Chauvin trial: Emotional week of testimony continues Friday

MINNEAPOLIS (NewsNation Now) — The trial of a former Minneapolis police officer charged in the death of George Floyd continues Friday after a week of countless surveillance videos and emotional testimony from witnesses to his arrest and Floyd's longtime girlfriend.

NewsNation will provide live coverage of the trial online and the NewsNation Now app. The trial is expected to resume at 10:30 a.m. EST Friday.

Courtney Ross took the stand Thursday and described her relationship with Floyd, from a first kiss to date nights at restaurants, but also spoke about how an addiction to painkillers took hold of their life together.

"It's a classic story of how many people get addicted to opioids," Ross said. "We both suffered from chronic pain: mine was in my neck, his was in his back."

She said they “tried really hard to break that addiction many times.”

Chauvin's lawyers argue that Floyd's death, which the county medical examiner ruled a homicide at the hands of police, was really an overdose from the fentanyl found in his blood at an autopsy.

Prosecutors have said Eric Nelson, Chauvin's lead attorney, has sought to raise the drug use in an effort to muddy Floyd's character and that the theory would be contradicted by medical evidence.

Nelson seemed to acknowledge the sensitivity when he stood up to cross-examine Ross: "I'm sorry to hear about your struggles with opioid addiction," he began. "Thank you for sharing that with the jury."

Lawyers for Floyd's family, Ben Crump and Antonio Romanucci, criticized Chauvin's defense in a joint statement: "Tens of thousands of Americans struggle with self-medication and opioid abuse and are treated with dignity, respect and support, not brutality," their statement said.

Prosecutors used a legal doctrine called “spark of life” to call Ross to testify about Floyd's life, and are expected to call a Floyd family member to the witness stand later. Minnesota is a rarity in explicitly permitting such “spark of life” testimony ahead of a verdict.

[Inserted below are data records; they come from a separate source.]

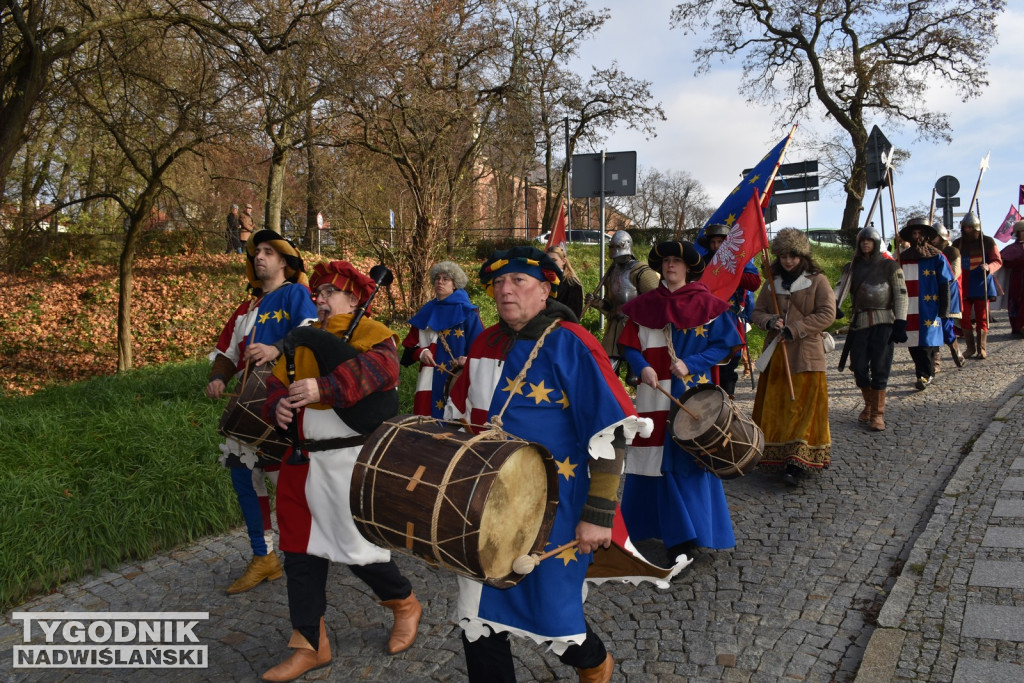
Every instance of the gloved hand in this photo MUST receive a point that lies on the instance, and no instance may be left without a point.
(898, 335)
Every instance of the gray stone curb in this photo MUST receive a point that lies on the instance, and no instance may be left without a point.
(883, 651)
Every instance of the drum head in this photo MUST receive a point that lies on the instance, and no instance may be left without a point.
(514, 511)
(706, 403)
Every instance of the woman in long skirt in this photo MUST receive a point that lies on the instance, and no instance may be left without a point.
(797, 435)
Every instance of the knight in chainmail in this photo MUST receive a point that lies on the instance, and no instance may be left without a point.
(878, 293)
(625, 280)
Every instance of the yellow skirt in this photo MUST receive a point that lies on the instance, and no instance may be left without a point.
(796, 431)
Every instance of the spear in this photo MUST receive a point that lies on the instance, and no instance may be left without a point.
(981, 235)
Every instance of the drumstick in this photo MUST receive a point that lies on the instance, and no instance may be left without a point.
(249, 360)
(525, 563)
(676, 401)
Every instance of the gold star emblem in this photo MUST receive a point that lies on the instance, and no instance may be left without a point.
(565, 468)
(564, 400)
(539, 392)
(567, 555)
(512, 386)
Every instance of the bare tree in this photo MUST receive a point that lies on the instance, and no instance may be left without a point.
(673, 204)
(852, 58)
(428, 78)
(549, 34)
(159, 95)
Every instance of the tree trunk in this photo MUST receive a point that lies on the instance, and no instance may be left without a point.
(855, 186)
(137, 219)
(275, 188)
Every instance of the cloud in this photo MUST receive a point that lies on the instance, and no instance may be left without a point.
(713, 133)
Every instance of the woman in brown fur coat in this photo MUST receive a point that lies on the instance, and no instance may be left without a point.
(797, 435)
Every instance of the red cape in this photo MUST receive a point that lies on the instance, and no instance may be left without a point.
(690, 305)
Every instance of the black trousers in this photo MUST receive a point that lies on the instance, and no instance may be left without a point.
(488, 659)
(924, 360)
(871, 355)
(307, 588)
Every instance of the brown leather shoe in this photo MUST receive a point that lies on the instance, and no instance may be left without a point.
(865, 415)
(303, 657)
(600, 673)
(407, 621)
(879, 414)
(260, 567)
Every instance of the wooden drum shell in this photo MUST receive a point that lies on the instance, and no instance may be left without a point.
(471, 504)
(722, 440)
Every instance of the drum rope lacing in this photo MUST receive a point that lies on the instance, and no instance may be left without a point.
(467, 447)
(725, 433)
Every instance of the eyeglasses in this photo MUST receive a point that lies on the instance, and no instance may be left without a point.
(325, 293)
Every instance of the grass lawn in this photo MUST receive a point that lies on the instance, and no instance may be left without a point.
(115, 468)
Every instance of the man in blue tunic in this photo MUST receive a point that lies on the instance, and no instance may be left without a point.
(544, 379)
(928, 276)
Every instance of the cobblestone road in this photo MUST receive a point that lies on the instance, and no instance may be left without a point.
(797, 599)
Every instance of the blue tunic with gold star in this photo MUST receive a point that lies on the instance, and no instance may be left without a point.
(570, 402)
(667, 495)
(448, 328)
(928, 298)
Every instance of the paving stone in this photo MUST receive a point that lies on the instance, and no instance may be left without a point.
(977, 671)
(995, 622)
(997, 573)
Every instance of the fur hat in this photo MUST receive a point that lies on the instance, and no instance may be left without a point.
(529, 260)
(791, 241)
(919, 223)
(452, 269)
(680, 249)
(343, 275)
(295, 269)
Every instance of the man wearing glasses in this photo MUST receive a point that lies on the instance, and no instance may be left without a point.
(280, 302)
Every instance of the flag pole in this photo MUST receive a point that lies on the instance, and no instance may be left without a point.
(774, 171)
(892, 206)
(766, 266)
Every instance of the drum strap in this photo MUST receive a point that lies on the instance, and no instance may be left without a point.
(440, 338)
(497, 419)
(334, 443)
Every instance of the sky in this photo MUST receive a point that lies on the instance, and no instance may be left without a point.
(713, 133)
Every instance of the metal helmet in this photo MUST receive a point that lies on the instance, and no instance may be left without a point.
(621, 245)
(920, 223)
(868, 233)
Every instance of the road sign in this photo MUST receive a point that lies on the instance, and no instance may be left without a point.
(947, 185)
(795, 197)
(620, 174)
(878, 150)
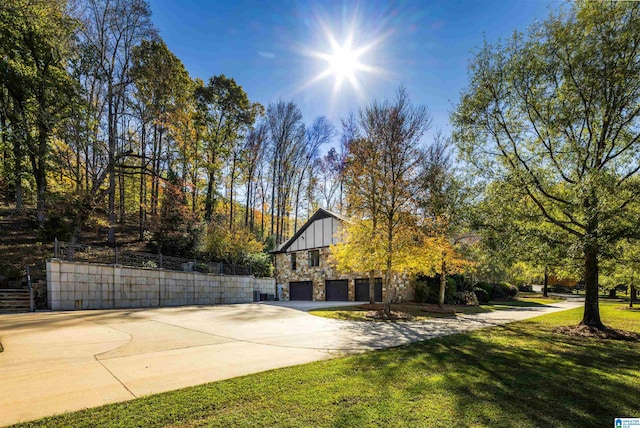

Defense attorneys often complain that such testimony allows prosecutors to play on jurors’ emotions.

Paramedics who arrived at the scene testified Thursday they had to move police off Floyd, who by then had stopped breathing, had no pulse and whose pupils were dilated.

A paramedic who arrived on the scene that day testified that the first call was a Code 2, for someone with a mouth injury, but it was upgraded a minute and a half later to Code 3 -– a life-threatening incident that led them to turn on the lights and siren.

Paramedic Seth Bravinder said he saw no signs that Floyd was breathing or moving, and it appeared he was in cardiac arrest. A second paramedic, Derek Smith, testified that he checked for a pulse and couldn’t detect one.

"In lay terms," Smith told the jury, "I thought he was dead."

Chauvin told retired Minneapolis Police Sergeant David Pleoger in a brief phone conversation that Floyd was combative during the deadly incident, according to a recording of the call played at the trial.

"We just had to hold a guy down who was going crazy on the back of the passenger floor," Chauvin was heard telling Pleoger. Testifying on Thursday, Pleoger said Chauvin later acknowledged having knelt on Floyd or his neck.

Pleoger noted that officers are trained to roll people on their side to help with their breathing after they have been restrained in the prone position.

“When Mr. Floyd was no longer offering up any resistance to the officers, they could have ended the restraint,” Pleoger said.

Chauvin, 45, who is white, is charged with murder and manslaughter, accused of killing the 46-year-old Black man by kneeling on Floyd’s neck for 9 minutes, 29 seconds, as he lay face-down in handcuffs. The most serious charge against the now-fired officer carries up to 40 years in prison.